When ranking the backups in the AFC North, I had Byron Leftwich at the top of the list. That doesn't mean Leftwich is the best backup for the Steelers.
If you know anything about Todd Haley's offense after eight games, it's a system that relies on short and quick passes. If you know anything about Leftwich after watching him throw a couple of passes, it's the fact that he doesn't get rid of the ball quickly.
In fact, Leftwich might have the slowest release in NFL history. The big criticism of Leftwich over his career has been his long windup. He looks more like someone pitching for the Pirates than throwing passes for the Steelers. His release is the extreme opposite of Kurt Warner.

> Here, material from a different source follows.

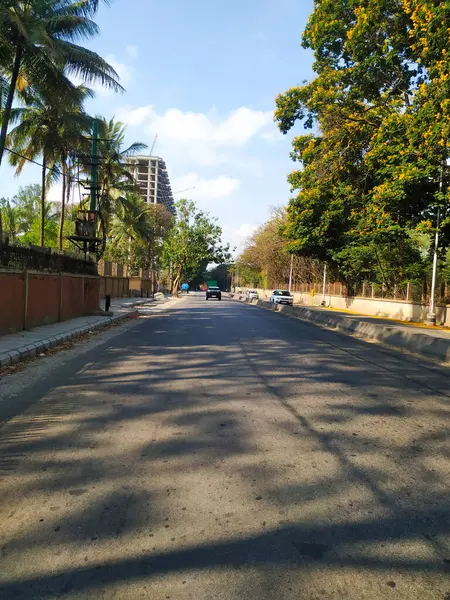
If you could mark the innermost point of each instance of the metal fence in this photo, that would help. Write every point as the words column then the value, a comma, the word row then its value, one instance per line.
column 408, row 292
column 43, row 259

If the Steelers knew this was the direction of Haley's offense, I'm confused on why they would think Leftwich would be a good fit in Pittsburgh. Leftwich's strong arm and desire to throw deep is better suited for the Steelers' old offense under Bruce Arians.
This isn't to say I'm endorsing Charlie Batch to start. At his age, he can fill in for a game or two. Batch won't hold up over an extended period, and no one knows when Ben Roethlisberger will return.
The Steelers are going with Leftwich and saying they are confident that the offense won't have to change with a change at quarterback. But, if the Steelers want to maintain success on offense, they're going to have to adapt to Leftwich's strengths.